Nyanyi Sunyi Perimba Terakhir

Dino Rawan Putra
Chapter #2

#2

Sejak maskapai perkebunan sawit itu berdiri di kampung Basar, satu persatu pohon-pohon yang dulu dihormati dan diyakini oleh penduduk setempat sebagai tempat anak-anak orang halus bermain itu kini sudah hampir tandas dan terbelintang di atas tanah. Pohon-pohon itu sekarang hanya tinggal tunggul yang tak lagi memiliki arti apa-apa, dan tak lama lagi, hanya menunggu waktu, semua yang dulu melekat erat padanya pun akan segera dilupakan secepat orang-orang melupakan janji-janji para politikus sesaat ia telah selesai memberikan pidato, cerita tentang orang halus penunggu pohon itu mungkin tak lama lagi akan segera berganti dengan cerita-cerita tentang harumnya tandan-tandan masak buah sawit. Bukit-bukit yang saban hari rimbun, kini telah sulah di rambah para pekerja maskapai perkebunan sawit itu dengan mesin-mesin yang canggih. Begitu tangkas mereka bekerja. Sungguh.

Siang itu, seperti hari-hari sebelumnya, cuaca terasa begitu panas dan menyengat, namun mata rantai gergaji mesin penebang kayu tak akan tau itu, sejengkal pun tak akan pernah ia kehilangan semangatnya untuk terus berputar secepat biasanya demi menumbangkan batang pohon yang sangat berharga bagi para perimba, diameter pohon itu biasanya bisa mencapai delapan meter, dengan tinggi berkisar seratus tiga puluh meter, dan orang-orang menamainya pohon Sialang; sebuah pohon yang di percayai keramat oleh masyarakat setempat, sebuah pohon yang di atasnya terdapat puluhan dan kadang ratusan sarang lebah madu. Dan dari batang inilah pada waktu-waktu tertentu biasanya Perimba seperti Basar menggantungkan isi periuk di dapurnya.

Hari sudah lewat tengah hari saat batang yang sebesar empat buah drum di satukan itu hanya tinggal setengah waktu Basar datang dan mengejar para tukang tebang dengan sebilah parang di tangannya. Semua pekerja lari menyelamatkan diri, tak seorang pun di antara mereka yang berani menemuinya—semuanya sangat takut melihat wajah marah Basar.

Tak lama setelahnya seseorang yang berbadan tegap datang menemui Basar, namanya Porid. Porid adalah orang semenda bagi Basar, ia menikah dengan kakak perempuan semata wayang Basar. Dulu, waktu masih menjadi tukang bangunan, sangat sering ia ikut dengan Basar untuk pergi merimba, mencari jernang, memanen madu, dan juga menjerat rusa.

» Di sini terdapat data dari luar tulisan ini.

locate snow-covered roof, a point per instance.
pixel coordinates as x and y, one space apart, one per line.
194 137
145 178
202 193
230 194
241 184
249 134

Namun sekarang Porid bukan lagi seorang tukang bangunan, ia sekarang bekerja sebagai salah seorang satpam di maskapai perkebunan sawit yang tengah beroperasi di kampung mereka itu.

“Sudahlah Bas, mari kita bicarakan baik-baik, tak elok bersempit akal, semua masalah pasti punya jalan keluar kan?” bujuknya pada Basar.

Mendengar semendanya berbicara demikian, Basar lalu menyarungkan parangnya. Mulutnya tak hendak berbicara apa-apa lagi, semuanya sangat berat.

Porid lalu merangkul pundak adik iparnya itu, diajaknya duduk di pos penjagaan yang tak jauh dari sana. Selama berjalan, keduanya hanya diam.

Sesampainya di sana, lalu Basar disuruhnya duduk, sementara Porid mengeluarkan kopi buatan istrinya dari dalam tas sandang yang tersangkut pada sandaran kursinya, kopi dengan sedikit gula kesukaannya itu dikemas dalam sebuah botol plastik bekas minuman mineral yang tak lagi berwarna seperti botol air mineral biasanya; warnanya sedikit kecokelatan; mungkin karena terlalu sering dipakai; dan jarang dicuci secara serius. Kemudian dari dalam laci meja yang ada di depannya dikeluarkannya dua buah gelas plastik hijau muda, lalu ia lap keduanya dengan tangannya, kemudian setelah itu, kopi dari dalam botol plastik tadi ia tuangkan ke dalam masing-masing gelas.

“Ini, minum dulu,” katanya kemudian kepada Basar.

Basar lalu menyambut gelas yang disodorkan Porid, ia merenung sejenak, pikirannya sedikit kacau, kemudian letakkan kembali gelas itu di atas meja.

“Untung baik siang ini giliran aku yang jaga,” ujar Porid sambil menatap Basar, “kau tahu kan apa yang akan terjadi jika tadi yang jaga bukan aku?” tanyanya sambil menyeruput kopi yang sudah dingin dari dalam gelasnya.